Kefevî Ebû Bekr Efendi Kanunî Sultan Süleymân zamanında Kırım’da yetişmiş âlim ve velîlerdendir. Önce memleketi Kefe’deki âlimlerden dînî ilimleri tahsil etti. Tasavvuf ilimlerini de, Mısır’da Şeyh Şahin Mısrî ve Seyyid Ebü’l-Vefâ Kâdiri’den öğrendi. 970 (m. 1562) senesinde, Kefe’de vefât etti. Sohbetlerinde buyurdu ki:
“Kötü insan, hiç kimseye iyi zan beslemez. Çünkü o, herkesi kendisi gibi görür.”
 
“Kâmil olan kimse, aklı arzu ve isteklerine gâlip gelendir.”
 
“Söz ilâç gibidir.

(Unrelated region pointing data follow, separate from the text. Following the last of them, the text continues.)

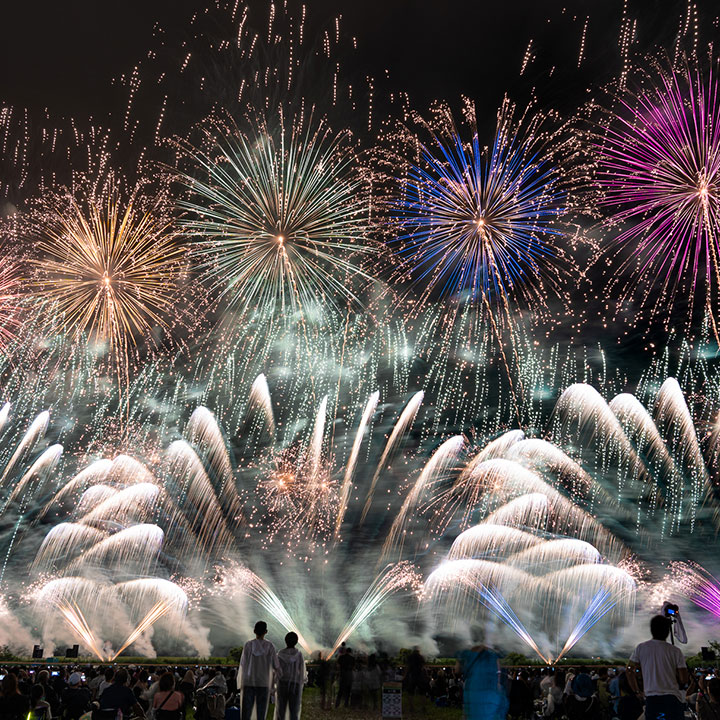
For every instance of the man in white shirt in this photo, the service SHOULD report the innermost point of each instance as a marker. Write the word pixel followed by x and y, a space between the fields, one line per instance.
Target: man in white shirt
pixel 258 665
pixel 291 679
pixel 663 670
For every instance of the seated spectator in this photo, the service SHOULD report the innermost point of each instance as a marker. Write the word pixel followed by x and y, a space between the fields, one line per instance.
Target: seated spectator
pixel 39 707
pixel 168 702
pixel 75 698
pixel 13 704
pixel 120 697
pixel 50 695
pixel 629 706
pixel 581 703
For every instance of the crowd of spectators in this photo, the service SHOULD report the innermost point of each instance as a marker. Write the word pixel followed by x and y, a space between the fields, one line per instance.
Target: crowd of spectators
pixel 655 683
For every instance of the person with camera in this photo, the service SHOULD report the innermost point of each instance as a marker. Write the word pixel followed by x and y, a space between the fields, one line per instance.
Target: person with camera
pixel 663 671
pixel 708 699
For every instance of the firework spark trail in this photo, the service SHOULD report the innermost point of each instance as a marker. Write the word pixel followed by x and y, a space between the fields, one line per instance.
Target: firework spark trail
pixel 260 397
pixel 698 584
pixel 257 589
pixel 443 458
pixel 75 619
pixel 401 576
pixel 352 460
pixel 494 601
pixel 601 604
pixel 405 420
pixel 35 432
pixel 110 268
pixel 160 609
pixel 659 170
pixel 476 231
pixel 279 217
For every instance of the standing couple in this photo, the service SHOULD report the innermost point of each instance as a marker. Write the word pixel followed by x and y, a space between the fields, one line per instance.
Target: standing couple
pixel 262 669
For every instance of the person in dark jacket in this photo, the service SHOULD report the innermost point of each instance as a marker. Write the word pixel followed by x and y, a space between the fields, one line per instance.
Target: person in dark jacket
pixel 13 704
pixel 76 698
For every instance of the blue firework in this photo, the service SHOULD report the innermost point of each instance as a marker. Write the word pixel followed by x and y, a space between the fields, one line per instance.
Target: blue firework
pixel 476 223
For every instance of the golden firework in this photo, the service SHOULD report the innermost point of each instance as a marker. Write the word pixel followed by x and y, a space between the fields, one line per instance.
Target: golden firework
pixel 109 269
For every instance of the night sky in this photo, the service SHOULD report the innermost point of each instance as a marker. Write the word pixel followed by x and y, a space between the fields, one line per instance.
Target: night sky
pixel 63 55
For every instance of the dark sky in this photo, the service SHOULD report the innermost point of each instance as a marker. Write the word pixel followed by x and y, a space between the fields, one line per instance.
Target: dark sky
pixel 62 55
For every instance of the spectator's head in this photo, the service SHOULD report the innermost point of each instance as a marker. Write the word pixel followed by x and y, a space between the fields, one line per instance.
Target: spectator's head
pixel 624 684
pixel 167 682
pixel 660 627
pixel 713 687
pixel 37 692
pixel 9 685
pixel 120 677
pixel 260 629
pixel 583 685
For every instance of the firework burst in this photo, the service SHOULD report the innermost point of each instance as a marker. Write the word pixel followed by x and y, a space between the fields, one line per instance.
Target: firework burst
pixel 279 216
pixel 658 167
pixel 476 231
pixel 108 267
pixel 475 222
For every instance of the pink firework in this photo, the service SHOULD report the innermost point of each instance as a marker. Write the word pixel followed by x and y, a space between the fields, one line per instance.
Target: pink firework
pixel 658 163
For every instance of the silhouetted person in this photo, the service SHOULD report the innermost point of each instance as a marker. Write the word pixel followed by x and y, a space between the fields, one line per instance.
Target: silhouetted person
pixel 258 664
pixel 13 704
pixel 663 669
pixel 291 679
pixel 75 698
pixel 120 697
pixel 415 677
pixel 484 695
pixel 346 664
pixel 581 703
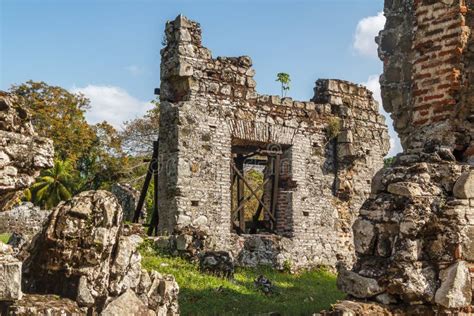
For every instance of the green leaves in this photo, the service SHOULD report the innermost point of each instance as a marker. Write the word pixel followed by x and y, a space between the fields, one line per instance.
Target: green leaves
pixel 54 185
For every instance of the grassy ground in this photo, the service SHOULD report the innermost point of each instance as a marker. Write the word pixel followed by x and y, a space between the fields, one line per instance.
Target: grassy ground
pixel 4 237
pixel 202 294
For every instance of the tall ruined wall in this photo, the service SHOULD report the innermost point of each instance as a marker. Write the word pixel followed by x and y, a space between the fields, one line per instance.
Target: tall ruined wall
pixel 208 105
pixel 22 153
pixel 414 237
pixel 426 48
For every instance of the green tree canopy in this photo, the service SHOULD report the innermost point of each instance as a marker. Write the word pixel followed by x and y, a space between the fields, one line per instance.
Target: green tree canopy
pixel 59 115
pixel 54 185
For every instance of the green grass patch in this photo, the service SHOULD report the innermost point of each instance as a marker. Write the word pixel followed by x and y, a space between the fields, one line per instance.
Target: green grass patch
pixel 202 294
pixel 4 237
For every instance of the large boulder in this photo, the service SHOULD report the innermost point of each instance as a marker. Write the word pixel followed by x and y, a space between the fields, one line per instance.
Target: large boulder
pixel 22 153
pixel 10 275
pixel 32 304
pixel 82 254
pixel 128 199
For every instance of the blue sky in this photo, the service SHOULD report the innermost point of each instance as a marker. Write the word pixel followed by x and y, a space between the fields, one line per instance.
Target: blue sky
pixel 109 49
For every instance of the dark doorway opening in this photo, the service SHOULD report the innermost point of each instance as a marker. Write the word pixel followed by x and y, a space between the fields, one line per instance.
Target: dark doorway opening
pixel 255 181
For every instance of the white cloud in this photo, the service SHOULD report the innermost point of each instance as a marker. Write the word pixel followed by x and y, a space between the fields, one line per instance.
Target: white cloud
pixel 112 104
pixel 367 29
pixel 373 85
pixel 134 70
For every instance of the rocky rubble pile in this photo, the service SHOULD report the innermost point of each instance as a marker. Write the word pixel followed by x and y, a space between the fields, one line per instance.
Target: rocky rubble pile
pixel 219 263
pixel 128 199
pixel 415 236
pixel 83 255
pixel 22 153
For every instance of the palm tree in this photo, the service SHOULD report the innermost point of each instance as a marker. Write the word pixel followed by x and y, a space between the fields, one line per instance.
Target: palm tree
pixel 53 186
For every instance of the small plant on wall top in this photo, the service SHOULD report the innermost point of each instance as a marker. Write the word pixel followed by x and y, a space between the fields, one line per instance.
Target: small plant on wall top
pixel 285 80
pixel 334 127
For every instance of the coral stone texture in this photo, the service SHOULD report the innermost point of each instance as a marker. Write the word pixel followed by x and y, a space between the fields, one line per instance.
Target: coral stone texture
pixel 416 231
pixel 427 50
pixel 82 254
pixel 210 108
pixel 22 153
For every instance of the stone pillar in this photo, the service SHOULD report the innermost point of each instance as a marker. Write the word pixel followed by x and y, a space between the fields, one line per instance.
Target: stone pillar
pixel 414 235
pixel 426 48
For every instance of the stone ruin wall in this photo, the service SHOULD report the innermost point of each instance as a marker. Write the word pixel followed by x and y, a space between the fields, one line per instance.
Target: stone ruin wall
pixel 414 237
pixel 22 152
pixel 427 49
pixel 207 104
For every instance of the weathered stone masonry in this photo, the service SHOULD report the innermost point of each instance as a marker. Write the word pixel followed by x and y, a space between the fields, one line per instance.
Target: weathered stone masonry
pixel 414 237
pixel 209 105
pixel 427 49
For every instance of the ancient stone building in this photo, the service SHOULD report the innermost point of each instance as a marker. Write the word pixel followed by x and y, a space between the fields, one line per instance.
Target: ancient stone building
pixel 22 153
pixel 414 237
pixel 316 157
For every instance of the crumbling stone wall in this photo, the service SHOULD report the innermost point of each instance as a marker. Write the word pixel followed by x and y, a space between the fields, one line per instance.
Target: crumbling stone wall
pixel 208 104
pixel 22 153
pixel 128 200
pixel 426 48
pixel 414 235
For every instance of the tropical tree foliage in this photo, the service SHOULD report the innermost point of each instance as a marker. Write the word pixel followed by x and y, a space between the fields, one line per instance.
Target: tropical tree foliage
pixel 59 115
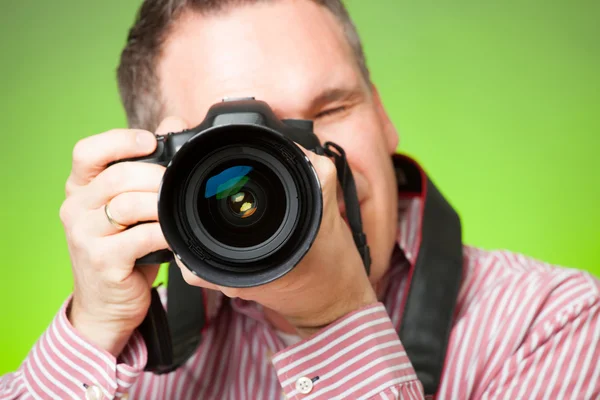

Azı faydalı, çoğu zararlıdır.”
 
“Dünyâ sevgisi bütün kötülüklerin, günahların başıdır. Günahların başı da küfürdür.”
 
“Hizmet görmek isteyen, hocasına hizmet etsin.”
 
“Talibin her vakit, her ibâdetten ayrı ayrı lezzet alması lâzımdır. Namazda nasıl hâllere kavuştuğunu, Kur’ân-ı kerîm okurken nasıl bir bağlılığın zuhur ettiğini, hadîs-i şerîf dersinde nasıl şevklerin hâsıl olduğunu, Kelime-i tevhîd söylerken nasıl bir zevkin meydana geldiğini bilmelidir. Bunun gibi şüpheli lokmalardan nasıl bir zulmetin yükseldiğini ve diğer günahları da buna benzeterek tesîrlerini bilmelidir.”
 
“Zevk, şevk, keşif ve kerâmet peşinde olan, Allahü teâlâyı arayıcı değildir.”
 
“Nefsinin arzularına tâbi olan, Allahü teâlâya nasıl kul olur? Ey insan! Kime tâbi isen onun kulu olursun.”
“Duâ ederken nûrlar akıp gelir. Duânın kabûl olması yönünden bu bereketleri ayırmak zordur. Bazıları demişlerdir ki, eğer iki elde ağırlık hissedilirse, duânın kabûl alâmetidir. Biz de deriz ki, eğer sadrın inşirahı, yani göğüste bir genişleme, kalbde bir açıklık hâsıl olursa, kabûl alâmetidir.”
 
“İnsanlar dört kısımdır: Nâmerdler, merdler, civânmerdler ve ferdlerdir. Dünyâyı isteyen nâmerd. Âhıreti isteyen merd, âhıretle birlikte Hak teâlâyı isteyen civânmerd, yalnız, Hakkı isteyen ferddir.”
 
“Dînin edeblerine riâyet etmeden, yolunun kâmil olduğunu iddia edenin delîli yoktur.”
 
“Kendisini fazla medheden kimse, başkasını da aynı derecede kötüler. Başkasını fazla kötüleyen, kendisini fazla metheder.”
 
“Allahü teâlâyı taleb ve O’nun rızâsını isteme husûsunda samimî ve doğru olan, Allahü teâlâdan başkasının terkine aldırmaz.”
 
"Allahü teâlâdan sonu belirli olmayan bir şey istendiği zaman; 'Yâ Rabbî! Hayır ise müyesser et' demelidir. Zira hayrı olmayan bir şeyin yokluğu, varlığından hayırlıdır.